Al-Qur’an menunjukkan indikasi awal bahwa terjadinya pelanggaran yang begitu besar dan massif disebabkan oleh orientasi yang ada dalam benak mereka. Sebagai pejabat tinggi, mereka berpeluang untuk menebarkan kebaikan. Mereka memiliki fasilitas dan anggaran serta sumberdaya yang cukup untuk mensejahterakan rakyatnya. Namun karena orientasi keduniaan yang kenikmatannya berjangka pendek itu justru membuat mereka terpenjara dan tergoda untuk mengejarnya. Orientasi dunia yang dominan inilah yang membuat mereka turun derajat seperti perilaku anjing. Hal ini dinarasikan Al-Qur’an sebagaimana firman-Nya :
وَلَوۡ شِئۡنَا لَرَفَعۡنَٰهُ بِهَا وَلَٰكِنَّهُۥٓ أَخۡلَدَ إِلَى ٱلۡأَرۡضِ وَٱتَّبَعَ هَوَىٰهُ ۚ فَمَثَلُهُۥ كَمَثَلِ ٱلۡكَلۡبِ إِن تَحۡمِلۡ عَلَيۡهِ يَلۡهَثۡ أَوۡ تَتۡرُكۡهُ يَلۡهَث ۚ ذَّٰلِكَ مَثَلُ ٱلۡقَوۡمِ ٱلَّذِينَ كَذَّبُواْ بِـَٔايَٰتِنَا ۚ فَٱقۡصُصِ ٱلۡقَصَصَ لَعَلَّهُمۡ يَتَفَكَّرُونَ
Dan kalau Kami menghendaki, sesungguhnya Kami tinggikan (derajat)nya dengan ayat-ayat itu, tetapi dia cenderung kepada dunia dan menurutkan hawa nafsunya yang rendah; maka perumpamaannya seperti anjing jika kamu menghalaunya diulurkannya lidahnya, dan jika kamu membiarkannya dia mengulurkan lidahnya (juga). Demikian itulah perumpamaan orang-orang yang mendustakan ayat-ayat Kami. Maka ceritakanlah (kepada mereka) kisah-kisah itu agar mereka berfikir. (QS. Al-‘A`rāf :176)

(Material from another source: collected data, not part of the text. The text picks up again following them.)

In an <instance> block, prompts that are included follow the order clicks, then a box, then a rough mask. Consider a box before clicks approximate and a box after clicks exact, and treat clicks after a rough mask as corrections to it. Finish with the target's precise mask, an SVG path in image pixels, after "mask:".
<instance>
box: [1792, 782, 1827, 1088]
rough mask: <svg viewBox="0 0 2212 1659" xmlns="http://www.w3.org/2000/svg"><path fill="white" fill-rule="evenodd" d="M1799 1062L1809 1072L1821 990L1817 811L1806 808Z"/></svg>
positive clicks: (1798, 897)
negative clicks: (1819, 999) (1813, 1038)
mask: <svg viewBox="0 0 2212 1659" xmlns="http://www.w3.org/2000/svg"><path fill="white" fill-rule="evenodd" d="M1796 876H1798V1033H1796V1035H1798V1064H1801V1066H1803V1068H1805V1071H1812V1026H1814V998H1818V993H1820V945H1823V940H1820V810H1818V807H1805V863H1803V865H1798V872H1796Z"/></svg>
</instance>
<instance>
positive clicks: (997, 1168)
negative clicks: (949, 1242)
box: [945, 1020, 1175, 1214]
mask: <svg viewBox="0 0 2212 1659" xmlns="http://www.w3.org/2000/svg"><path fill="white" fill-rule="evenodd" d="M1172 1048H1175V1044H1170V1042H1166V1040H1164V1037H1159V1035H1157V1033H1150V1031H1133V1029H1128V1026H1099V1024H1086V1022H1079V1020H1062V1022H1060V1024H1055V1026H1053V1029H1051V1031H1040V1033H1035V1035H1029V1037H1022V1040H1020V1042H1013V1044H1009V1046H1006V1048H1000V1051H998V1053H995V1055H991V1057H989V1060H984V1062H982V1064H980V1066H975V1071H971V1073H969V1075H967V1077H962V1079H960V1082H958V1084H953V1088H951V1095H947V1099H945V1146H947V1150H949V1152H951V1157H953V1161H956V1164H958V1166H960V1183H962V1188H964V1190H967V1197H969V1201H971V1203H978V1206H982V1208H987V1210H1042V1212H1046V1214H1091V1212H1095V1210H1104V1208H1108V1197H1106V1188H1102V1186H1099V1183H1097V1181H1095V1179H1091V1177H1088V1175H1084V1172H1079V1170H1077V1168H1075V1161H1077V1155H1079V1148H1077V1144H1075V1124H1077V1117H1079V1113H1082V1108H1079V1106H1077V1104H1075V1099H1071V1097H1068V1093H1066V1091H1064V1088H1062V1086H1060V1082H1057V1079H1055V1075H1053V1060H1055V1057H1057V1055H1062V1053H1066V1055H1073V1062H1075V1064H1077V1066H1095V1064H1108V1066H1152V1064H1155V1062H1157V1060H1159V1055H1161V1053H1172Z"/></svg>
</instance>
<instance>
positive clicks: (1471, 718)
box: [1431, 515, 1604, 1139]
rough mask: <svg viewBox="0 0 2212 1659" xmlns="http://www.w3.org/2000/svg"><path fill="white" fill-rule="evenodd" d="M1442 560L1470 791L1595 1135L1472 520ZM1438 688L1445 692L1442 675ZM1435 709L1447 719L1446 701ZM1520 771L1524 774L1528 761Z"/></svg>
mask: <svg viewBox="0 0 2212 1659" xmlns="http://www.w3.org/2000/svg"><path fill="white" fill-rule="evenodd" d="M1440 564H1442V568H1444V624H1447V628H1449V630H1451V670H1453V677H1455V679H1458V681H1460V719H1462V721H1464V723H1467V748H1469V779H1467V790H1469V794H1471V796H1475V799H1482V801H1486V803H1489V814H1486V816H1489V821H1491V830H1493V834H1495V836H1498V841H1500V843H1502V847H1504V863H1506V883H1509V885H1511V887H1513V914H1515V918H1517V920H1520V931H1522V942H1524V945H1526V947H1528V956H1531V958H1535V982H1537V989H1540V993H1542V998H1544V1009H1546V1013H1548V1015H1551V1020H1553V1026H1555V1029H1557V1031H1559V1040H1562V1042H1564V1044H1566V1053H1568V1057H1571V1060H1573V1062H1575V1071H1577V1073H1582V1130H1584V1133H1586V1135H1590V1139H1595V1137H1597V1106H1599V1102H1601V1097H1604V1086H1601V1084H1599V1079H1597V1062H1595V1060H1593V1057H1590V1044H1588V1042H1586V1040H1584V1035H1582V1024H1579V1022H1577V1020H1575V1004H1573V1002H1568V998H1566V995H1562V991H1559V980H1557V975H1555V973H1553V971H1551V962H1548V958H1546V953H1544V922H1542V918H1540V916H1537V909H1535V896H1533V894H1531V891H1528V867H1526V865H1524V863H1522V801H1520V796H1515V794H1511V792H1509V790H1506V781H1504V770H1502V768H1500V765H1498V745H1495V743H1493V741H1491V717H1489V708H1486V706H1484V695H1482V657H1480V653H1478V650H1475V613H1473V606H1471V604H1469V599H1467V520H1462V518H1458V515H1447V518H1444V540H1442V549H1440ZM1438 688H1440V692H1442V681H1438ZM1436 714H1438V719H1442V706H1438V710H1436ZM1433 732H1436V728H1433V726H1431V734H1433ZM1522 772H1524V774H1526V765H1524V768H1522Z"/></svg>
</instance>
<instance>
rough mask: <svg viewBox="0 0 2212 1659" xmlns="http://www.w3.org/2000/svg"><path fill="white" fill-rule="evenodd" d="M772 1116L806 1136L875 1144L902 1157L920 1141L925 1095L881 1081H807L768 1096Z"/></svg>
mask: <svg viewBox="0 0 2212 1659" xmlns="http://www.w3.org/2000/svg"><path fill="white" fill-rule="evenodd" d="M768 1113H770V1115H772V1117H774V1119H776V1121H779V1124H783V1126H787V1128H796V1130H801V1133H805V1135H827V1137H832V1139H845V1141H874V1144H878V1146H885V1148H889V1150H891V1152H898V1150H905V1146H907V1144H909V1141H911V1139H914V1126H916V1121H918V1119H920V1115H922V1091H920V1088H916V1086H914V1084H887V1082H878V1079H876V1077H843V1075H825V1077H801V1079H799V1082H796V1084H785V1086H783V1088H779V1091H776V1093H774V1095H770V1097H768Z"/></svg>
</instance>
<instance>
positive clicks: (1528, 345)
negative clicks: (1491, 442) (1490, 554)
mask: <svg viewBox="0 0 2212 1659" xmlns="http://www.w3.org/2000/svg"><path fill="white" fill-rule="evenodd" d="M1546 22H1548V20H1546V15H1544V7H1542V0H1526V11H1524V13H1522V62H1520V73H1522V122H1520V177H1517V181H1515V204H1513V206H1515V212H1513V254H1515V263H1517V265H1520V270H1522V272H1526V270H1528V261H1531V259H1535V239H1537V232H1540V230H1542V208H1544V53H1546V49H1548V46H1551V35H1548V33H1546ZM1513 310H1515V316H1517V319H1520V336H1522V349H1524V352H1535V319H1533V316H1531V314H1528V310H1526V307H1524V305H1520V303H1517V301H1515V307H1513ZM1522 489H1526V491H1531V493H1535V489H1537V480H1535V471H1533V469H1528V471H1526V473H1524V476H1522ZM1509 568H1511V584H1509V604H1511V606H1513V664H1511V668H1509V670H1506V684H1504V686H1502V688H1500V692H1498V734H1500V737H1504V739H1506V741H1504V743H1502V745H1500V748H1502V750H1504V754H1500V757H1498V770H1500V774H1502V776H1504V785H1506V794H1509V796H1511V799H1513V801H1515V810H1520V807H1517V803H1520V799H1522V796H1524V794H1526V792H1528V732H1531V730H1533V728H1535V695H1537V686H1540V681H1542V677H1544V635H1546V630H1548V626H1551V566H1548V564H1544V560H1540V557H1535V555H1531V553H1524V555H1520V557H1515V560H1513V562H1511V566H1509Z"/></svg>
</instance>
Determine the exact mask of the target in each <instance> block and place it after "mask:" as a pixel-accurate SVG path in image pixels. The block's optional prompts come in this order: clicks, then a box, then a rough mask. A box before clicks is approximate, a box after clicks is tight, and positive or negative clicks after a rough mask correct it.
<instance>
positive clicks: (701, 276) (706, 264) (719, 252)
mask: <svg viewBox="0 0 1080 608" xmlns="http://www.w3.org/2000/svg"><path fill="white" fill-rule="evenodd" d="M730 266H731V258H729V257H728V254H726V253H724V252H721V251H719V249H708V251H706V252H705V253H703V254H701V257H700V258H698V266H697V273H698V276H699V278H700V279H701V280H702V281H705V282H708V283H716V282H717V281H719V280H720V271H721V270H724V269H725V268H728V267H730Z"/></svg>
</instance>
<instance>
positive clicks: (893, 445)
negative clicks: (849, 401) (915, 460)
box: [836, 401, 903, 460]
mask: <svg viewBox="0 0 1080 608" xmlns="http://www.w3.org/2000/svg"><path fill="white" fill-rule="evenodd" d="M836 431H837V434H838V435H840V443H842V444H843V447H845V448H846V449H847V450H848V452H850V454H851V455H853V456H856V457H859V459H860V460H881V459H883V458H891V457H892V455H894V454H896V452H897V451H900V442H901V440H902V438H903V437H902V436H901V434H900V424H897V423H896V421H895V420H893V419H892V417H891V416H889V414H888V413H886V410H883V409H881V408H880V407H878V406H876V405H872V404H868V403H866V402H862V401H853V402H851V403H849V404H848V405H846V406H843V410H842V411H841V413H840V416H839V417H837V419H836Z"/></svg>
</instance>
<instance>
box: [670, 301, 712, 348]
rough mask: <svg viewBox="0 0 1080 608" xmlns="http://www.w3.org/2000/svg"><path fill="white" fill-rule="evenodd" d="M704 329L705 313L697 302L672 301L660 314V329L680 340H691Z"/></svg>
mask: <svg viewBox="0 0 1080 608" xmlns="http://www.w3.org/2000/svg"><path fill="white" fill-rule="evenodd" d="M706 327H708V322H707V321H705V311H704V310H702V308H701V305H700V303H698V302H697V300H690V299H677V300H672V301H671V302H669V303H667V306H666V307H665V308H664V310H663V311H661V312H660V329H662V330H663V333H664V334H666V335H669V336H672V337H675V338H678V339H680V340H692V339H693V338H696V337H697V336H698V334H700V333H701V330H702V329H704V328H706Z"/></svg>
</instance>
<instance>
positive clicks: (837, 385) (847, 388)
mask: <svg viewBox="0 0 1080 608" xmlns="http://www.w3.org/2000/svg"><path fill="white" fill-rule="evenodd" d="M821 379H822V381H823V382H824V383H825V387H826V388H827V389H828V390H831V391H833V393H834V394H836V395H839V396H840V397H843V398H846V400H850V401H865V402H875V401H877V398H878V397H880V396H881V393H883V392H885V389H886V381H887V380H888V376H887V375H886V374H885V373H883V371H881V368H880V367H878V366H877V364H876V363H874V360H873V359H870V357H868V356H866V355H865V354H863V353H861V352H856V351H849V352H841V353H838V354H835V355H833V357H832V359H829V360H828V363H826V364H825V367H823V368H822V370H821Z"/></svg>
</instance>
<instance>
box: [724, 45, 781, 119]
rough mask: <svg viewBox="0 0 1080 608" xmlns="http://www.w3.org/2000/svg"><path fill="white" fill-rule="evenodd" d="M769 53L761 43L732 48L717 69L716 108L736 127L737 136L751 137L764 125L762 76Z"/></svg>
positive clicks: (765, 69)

Sebagai pejabat publik yang seharusnya akan menjadi panutan dan sandaran bagi Masyarakat. ketika mereka melakukan perbuatan yang luhur dan agung, maka masyarakat akan mengeluh-leuhkannya. Namun kenyataannya justru memperoduksi perbuatan hina dan Nista dengan menyalahgunakan jabatan bahkan menjadi backing praktek kejahatan yang merusak moralitas Masyarakat.